Ellen Grisholms Therapeut hielt es für heilsam, Ellen mit ihrem Kinder schändenden Vater zu konfrontieren. Das Problem war, dass der Vater seit Monaten tot war. Also würde ich Mr Grisholm von den Toten erwecken, damit seine Tochter ihm sagen konnte, was für ein Scheißkerl er gewesen war. Der Therapeut meinte, es würde reinigend wirken. Ich nehme an, wenn man einen Doktortitel hat, darf man solche Dinge behaupten.
Die beiden anderen Fälle waren gewöhnlicher: eine Testamentsanfechtung und ein Hauptbelastungszeuge, der so taktlos gewesen war, einen Herzanfall zu bekommen, ehe er vor Gericht aussagen konnte. Man war sich noch immer nicht sicher, ob die Aussage eines Zombies vor Gericht statthaft war, aber sie waren verzweifelt genug, um es zu versuchen und für das Sonderrecht zu bezahlen.
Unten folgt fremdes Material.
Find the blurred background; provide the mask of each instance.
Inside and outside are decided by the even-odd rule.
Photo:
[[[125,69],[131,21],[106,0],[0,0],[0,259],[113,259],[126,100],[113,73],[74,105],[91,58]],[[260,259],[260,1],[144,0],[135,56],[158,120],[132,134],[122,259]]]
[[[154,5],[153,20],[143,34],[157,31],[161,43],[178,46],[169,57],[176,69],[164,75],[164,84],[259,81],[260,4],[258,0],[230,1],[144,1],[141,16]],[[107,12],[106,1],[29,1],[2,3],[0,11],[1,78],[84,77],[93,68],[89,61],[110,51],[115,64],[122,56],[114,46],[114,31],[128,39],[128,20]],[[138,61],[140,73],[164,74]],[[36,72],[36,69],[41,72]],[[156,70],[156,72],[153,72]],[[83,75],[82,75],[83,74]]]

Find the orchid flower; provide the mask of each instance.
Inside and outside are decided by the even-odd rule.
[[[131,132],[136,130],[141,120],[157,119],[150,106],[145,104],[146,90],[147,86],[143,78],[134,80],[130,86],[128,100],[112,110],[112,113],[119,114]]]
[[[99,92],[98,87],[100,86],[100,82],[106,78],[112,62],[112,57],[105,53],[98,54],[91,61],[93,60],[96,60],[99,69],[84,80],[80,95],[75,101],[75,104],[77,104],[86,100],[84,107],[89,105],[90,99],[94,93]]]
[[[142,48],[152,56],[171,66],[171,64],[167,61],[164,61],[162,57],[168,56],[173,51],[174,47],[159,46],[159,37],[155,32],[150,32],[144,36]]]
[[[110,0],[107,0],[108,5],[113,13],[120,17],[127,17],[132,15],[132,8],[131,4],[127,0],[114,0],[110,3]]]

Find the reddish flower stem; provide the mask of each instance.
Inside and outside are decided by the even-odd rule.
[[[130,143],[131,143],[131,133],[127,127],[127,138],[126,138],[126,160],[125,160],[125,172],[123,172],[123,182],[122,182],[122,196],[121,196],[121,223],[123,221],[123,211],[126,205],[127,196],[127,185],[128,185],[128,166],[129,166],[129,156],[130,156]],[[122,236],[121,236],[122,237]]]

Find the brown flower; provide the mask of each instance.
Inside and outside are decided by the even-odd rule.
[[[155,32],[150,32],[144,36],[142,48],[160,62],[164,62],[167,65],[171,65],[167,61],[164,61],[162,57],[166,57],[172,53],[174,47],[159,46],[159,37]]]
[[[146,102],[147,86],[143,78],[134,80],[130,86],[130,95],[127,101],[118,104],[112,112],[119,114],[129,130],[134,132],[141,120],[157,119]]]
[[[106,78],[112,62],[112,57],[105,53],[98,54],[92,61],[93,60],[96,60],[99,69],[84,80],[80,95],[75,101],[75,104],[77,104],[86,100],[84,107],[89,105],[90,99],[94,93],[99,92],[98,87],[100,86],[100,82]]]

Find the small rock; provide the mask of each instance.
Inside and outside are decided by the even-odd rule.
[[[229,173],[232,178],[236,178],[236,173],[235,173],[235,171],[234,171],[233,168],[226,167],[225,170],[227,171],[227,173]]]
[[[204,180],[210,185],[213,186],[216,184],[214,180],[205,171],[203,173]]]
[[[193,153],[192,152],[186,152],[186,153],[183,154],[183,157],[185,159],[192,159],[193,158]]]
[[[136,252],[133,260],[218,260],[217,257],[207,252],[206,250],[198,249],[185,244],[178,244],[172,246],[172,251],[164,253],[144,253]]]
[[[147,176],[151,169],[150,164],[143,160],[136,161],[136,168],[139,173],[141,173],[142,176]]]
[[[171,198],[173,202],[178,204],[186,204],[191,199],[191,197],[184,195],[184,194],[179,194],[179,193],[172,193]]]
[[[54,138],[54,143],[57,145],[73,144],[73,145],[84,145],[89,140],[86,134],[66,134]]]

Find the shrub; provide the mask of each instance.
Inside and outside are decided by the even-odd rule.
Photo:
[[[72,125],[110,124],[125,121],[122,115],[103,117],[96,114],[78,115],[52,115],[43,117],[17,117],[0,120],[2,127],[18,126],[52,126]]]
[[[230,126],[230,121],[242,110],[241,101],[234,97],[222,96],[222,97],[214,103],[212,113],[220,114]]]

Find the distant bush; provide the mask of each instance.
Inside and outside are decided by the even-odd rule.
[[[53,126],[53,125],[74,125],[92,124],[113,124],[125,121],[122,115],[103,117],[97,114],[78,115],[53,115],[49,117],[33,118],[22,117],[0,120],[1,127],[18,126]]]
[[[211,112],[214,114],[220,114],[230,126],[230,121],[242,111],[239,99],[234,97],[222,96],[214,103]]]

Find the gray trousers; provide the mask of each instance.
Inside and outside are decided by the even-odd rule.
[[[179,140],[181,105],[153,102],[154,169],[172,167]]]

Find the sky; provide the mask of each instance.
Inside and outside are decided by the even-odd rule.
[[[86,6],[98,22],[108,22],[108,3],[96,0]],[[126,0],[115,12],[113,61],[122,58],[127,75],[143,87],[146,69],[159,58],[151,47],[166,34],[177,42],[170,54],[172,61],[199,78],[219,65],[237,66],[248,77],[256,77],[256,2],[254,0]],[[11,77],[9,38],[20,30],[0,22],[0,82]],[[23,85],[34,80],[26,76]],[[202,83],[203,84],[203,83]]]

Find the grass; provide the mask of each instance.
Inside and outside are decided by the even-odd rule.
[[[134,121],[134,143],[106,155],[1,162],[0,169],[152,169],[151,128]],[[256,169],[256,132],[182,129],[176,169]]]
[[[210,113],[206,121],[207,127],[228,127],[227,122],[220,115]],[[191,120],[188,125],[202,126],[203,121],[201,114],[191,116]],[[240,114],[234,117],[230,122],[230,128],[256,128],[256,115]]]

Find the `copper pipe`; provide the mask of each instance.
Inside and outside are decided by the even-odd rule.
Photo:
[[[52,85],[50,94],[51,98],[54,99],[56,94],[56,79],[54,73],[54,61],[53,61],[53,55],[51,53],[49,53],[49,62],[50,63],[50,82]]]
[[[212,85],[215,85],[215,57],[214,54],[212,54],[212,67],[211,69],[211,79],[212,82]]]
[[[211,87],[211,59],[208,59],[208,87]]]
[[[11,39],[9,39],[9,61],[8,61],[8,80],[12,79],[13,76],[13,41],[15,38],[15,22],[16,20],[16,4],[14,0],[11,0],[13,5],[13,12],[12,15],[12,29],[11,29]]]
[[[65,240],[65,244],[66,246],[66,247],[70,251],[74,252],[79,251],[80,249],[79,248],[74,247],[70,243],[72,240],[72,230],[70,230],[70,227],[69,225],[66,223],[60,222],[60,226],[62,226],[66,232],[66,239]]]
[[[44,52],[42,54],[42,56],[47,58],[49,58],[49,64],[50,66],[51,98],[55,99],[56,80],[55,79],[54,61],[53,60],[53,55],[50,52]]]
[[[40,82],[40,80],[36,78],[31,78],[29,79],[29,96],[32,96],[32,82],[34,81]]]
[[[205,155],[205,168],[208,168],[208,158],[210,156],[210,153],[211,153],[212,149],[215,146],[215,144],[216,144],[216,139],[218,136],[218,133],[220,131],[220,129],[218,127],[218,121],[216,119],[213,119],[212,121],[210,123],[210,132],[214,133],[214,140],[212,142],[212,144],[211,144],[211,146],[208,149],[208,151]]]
Ich stand auf dem grünlich braunen Rasen, froh, dass die Familie sich noch nicht den Sprengern verschrieben hatte. Eine Verschwendung von Trinkwasser. Vielleicht hatten sie sogar ihre Limodosen und das Zeitungspapier aussortiert. Vielleicht waren sie anständige, umweltliebende Bürger gewesen. Vielleicht auch nicht.
Einer der Uniformierten hob das gelbe Absperrband an und ließ mich durch. Ich ignorierte die gaffende Menge und ging zu meinem Wagen. Es war ein älterer Nova. Ich hätte mir etwas Besseres leisten können, aber wozu? Er lief.
Das Lenkrad war zu heiß zum Anfassen. Ich schaltete die Klimaanlage ein und ließ den Wagen abkühlen.